During development of the central nervous system, a lengthening of the cell cycle marks the change from maintenance of progenitor cells to differentiation and neurogenesis. However, the molecular mechanism underlying this process was unclear. Ali et al. (Development 138, 4267–4277; 2011) now demonstrate that this response may be coordinated by multi-site phosphorylation of the transcription factor neurogenin 2 (Ngn2).

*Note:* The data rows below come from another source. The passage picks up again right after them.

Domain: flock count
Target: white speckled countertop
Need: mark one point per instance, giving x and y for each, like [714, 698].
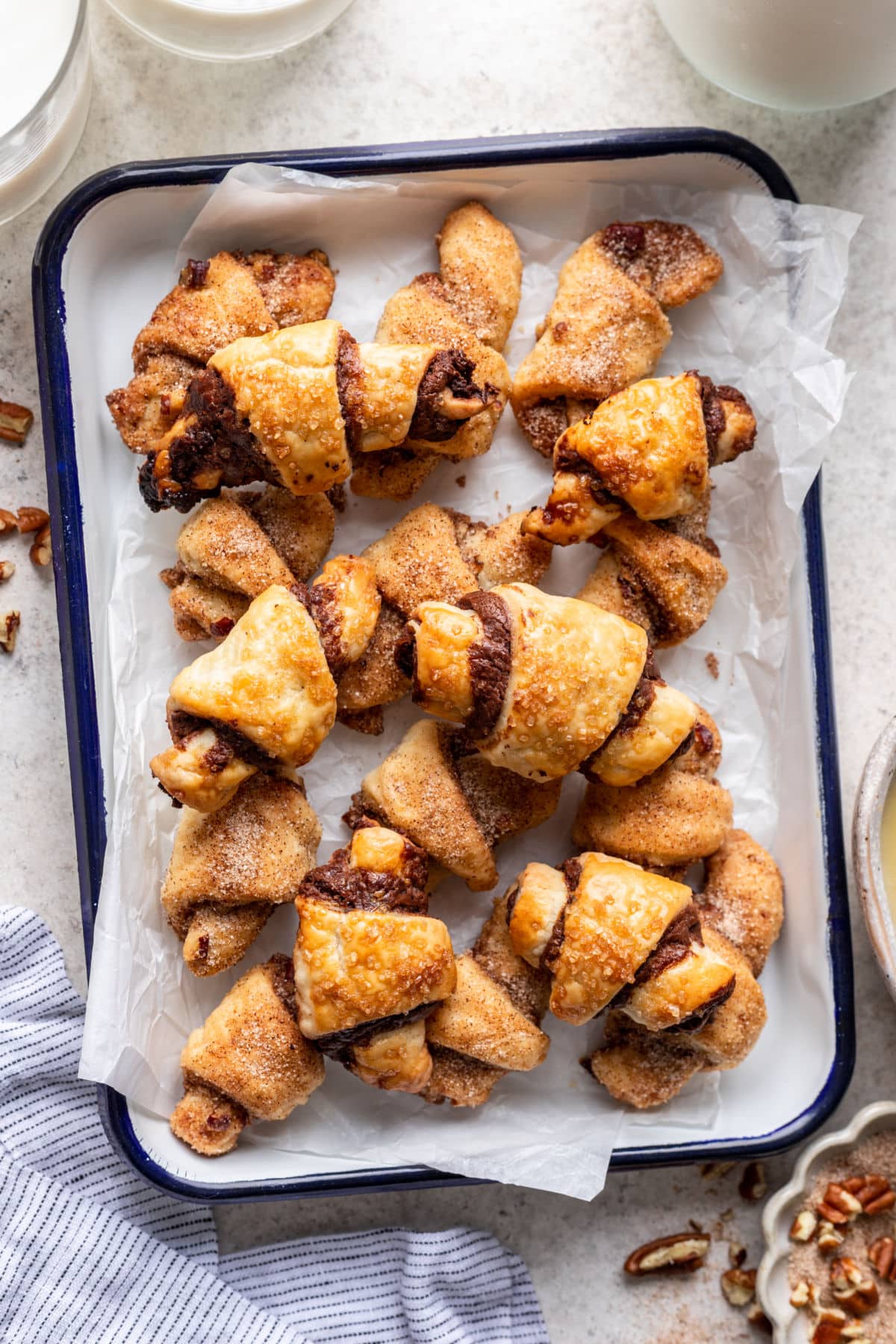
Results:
[393, 70]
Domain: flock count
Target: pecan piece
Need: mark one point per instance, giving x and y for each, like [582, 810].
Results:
[680, 1251]
[882, 1253]
[849, 1287]
[8, 628]
[739, 1285]
[15, 423]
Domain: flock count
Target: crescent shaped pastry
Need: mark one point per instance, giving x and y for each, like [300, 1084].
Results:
[287, 406]
[541, 683]
[233, 547]
[214, 302]
[453, 806]
[606, 327]
[609, 930]
[491, 1024]
[647, 449]
[247, 1062]
[370, 962]
[230, 868]
[262, 699]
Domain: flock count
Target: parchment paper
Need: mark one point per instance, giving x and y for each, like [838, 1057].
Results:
[763, 329]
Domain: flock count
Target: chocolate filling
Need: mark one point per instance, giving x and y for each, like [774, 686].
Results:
[337, 882]
[214, 441]
[489, 660]
[452, 370]
[339, 1045]
[230, 744]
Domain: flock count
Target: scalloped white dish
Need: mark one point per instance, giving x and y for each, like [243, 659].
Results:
[771, 1278]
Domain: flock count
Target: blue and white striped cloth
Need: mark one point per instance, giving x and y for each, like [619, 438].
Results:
[90, 1253]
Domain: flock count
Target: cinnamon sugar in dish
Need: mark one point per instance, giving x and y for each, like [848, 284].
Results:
[818, 1263]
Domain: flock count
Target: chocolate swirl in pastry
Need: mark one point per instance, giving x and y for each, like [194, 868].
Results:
[491, 1024]
[370, 961]
[454, 806]
[606, 327]
[668, 820]
[234, 547]
[247, 1062]
[647, 449]
[261, 700]
[609, 930]
[741, 910]
[287, 406]
[432, 553]
[541, 683]
[470, 307]
[230, 868]
[213, 304]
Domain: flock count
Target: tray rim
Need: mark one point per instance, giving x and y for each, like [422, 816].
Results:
[74, 623]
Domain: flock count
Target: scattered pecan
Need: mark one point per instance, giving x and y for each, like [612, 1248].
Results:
[33, 519]
[855, 1293]
[680, 1251]
[8, 626]
[739, 1285]
[803, 1226]
[15, 423]
[753, 1183]
[40, 550]
[882, 1253]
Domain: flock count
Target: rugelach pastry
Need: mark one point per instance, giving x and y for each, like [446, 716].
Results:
[289, 406]
[741, 912]
[453, 804]
[228, 868]
[608, 324]
[233, 547]
[647, 450]
[544, 685]
[608, 930]
[265, 698]
[247, 1062]
[470, 307]
[370, 961]
[213, 304]
[491, 1024]
[432, 553]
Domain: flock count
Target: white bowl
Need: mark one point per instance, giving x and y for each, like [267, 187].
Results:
[867, 862]
[773, 1287]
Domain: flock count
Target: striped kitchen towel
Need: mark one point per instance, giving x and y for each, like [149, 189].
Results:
[90, 1251]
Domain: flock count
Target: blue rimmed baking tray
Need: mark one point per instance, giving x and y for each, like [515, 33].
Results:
[692, 158]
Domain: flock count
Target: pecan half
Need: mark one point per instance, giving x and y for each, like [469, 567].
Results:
[680, 1251]
[849, 1287]
[15, 423]
[739, 1285]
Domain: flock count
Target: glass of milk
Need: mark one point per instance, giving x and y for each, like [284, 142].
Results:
[45, 94]
[794, 54]
[228, 30]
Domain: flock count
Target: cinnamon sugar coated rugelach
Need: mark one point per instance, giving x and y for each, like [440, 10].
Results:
[546, 685]
[608, 326]
[287, 406]
[213, 304]
[370, 961]
[249, 1061]
[469, 307]
[454, 806]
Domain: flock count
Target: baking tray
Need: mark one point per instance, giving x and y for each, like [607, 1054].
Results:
[172, 191]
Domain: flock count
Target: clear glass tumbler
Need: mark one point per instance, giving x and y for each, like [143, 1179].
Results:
[228, 30]
[800, 55]
[45, 96]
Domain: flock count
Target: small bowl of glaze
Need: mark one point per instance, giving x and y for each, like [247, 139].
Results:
[773, 1287]
[875, 850]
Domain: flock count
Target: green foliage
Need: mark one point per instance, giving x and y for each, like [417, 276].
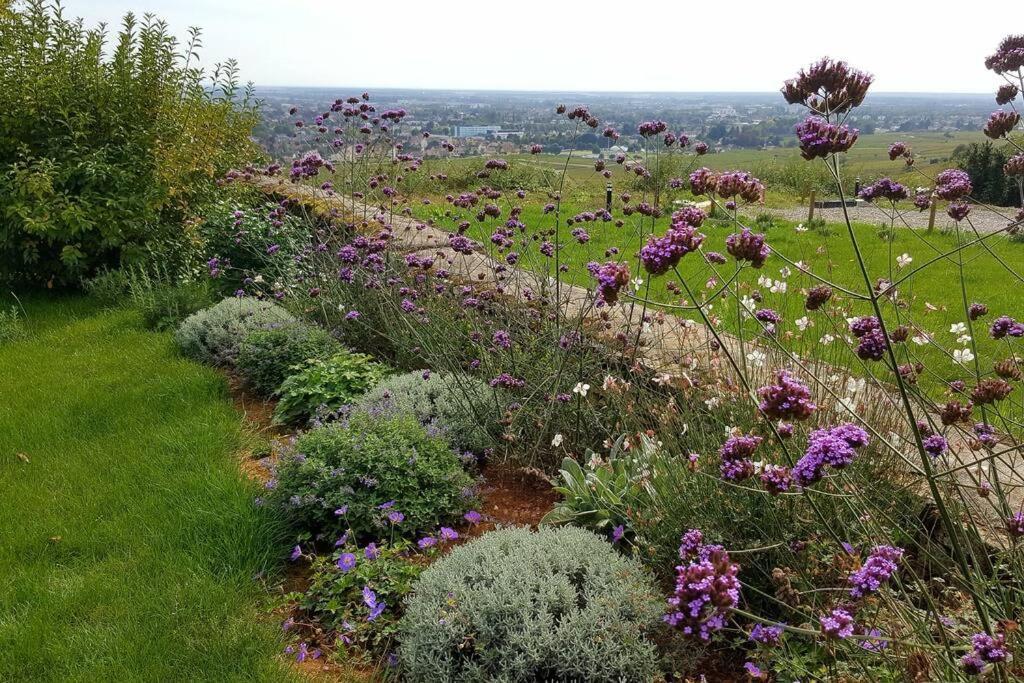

Ali et al. found that Ngn2 phosphorylation is dependent on the cell cycle. Nine sites were identified in Ngn2 that could potentially be phosphorylated, and mutation of all nine resulted in a loss of significant phosphorylation, which was found to be dependent on cyclin-dependent kinases (cdks). Expression of this mutant in Xenopus embryos also led to a significant increase in neurogenesis. The authors found that preventing phosphorylation of Ngn2 increased its stability and enhanced its ability to interact with DNA. Interestingly, rather than some of the specific phosphorylation sites being essential or a threshold level of phosphorylation being required, the authors showed that each phosphorylation has an additive effect on the ability of Ngn2 to bind to its promoters. This could allow fine-tuning of the Ngn2 response to the increasing cell length and the inhibition of cdks that accompanies neurogenesis.